State police conduct mandatory inspections on trucks, buses

PRINCE WILLIAM, VA (WWBT) - Exactly one week after a deadly tour bus crash in Caroline County, Virginia State Police announce a mandatory inspection checkpoints at Virginia weigh stations.

Four women were killed in the crash caused by a Sky Express bus driver who admitted to falling asleep seconds before the bus veered off the road and flipped.

Colonial Steven Flaherty, the superintendent for Virginia State Police said a statewide commercial vehicle statewide checkpoint was scheduled before the crash. But because of that crash, police gave NBC12 access to the thorough inspections.

State police joined with several national organizations to announce the inspection crackdown during a press conference at a weigh station along Interstate-95, just north of Quantico.

"It was the worst kind of crash," said Colonial Steven Flaherty. "It was the worst kind of crash in terms of the tragedy. But it was also the worst kind of crash in terms that is was very preventable."

Five dozen state troopers who are dedicated to motor carrier safety look over the entire vehicle and check to make sure each driver is licensed and physically able to drive.

For 72 hours, starting Tuesday morning, the troopers will conduct level one inspections which state police describe as the most thorough checks of tractor trailers, moving trucks and tour buses.

"Consider this your first and your only warning," said Flaherty.

"It's not equipment violations we're finding, not like we used to.
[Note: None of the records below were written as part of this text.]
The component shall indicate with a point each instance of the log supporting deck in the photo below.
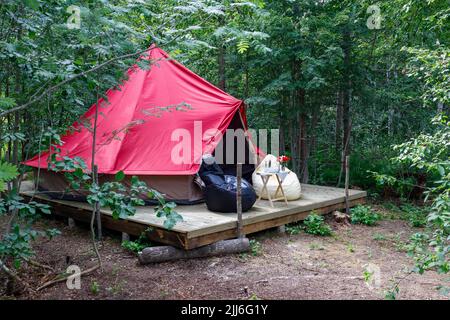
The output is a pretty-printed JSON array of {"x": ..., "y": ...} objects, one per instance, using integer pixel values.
[{"x": 201, "y": 226}]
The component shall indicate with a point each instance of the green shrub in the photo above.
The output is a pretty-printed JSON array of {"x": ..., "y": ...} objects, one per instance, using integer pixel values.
[
  {"x": 314, "y": 224},
  {"x": 294, "y": 228},
  {"x": 416, "y": 216},
  {"x": 364, "y": 215}
]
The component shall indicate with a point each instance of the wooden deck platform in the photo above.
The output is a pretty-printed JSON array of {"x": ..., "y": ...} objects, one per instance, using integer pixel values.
[{"x": 201, "y": 227}]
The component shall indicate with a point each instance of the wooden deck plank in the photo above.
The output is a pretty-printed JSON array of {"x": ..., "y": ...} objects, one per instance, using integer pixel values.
[{"x": 201, "y": 227}]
It's more driver problems," said Sergeant Terry Licklider as he surveyed a parked D.C. Trails tour bus.

Bus driver Ray Centeno got the green light, moments after Licklider's inspection.

"They come to our shop all the time and inspect our buses before they even go on out," said Centeno. From behind the wheel, Centeno said he knows some passengers are concerned about safety after the recent crash.

But state police say these checkpoints work. Last year, the state inspected 38,200 commercial vehicles; 19% of them, 7,000, were pulled off the road.

The president of the American Bus Association offered his support of the checks. He hopes they help restore consumer confidence.

"In recent months, actions of a few have tarnished the industry," said Peter Pantuso. "And our sterling safety record."

State police do these checks all the time, but over the next 72 hours, all 62 motor carrier safety officers will be working Virginia weigh stations.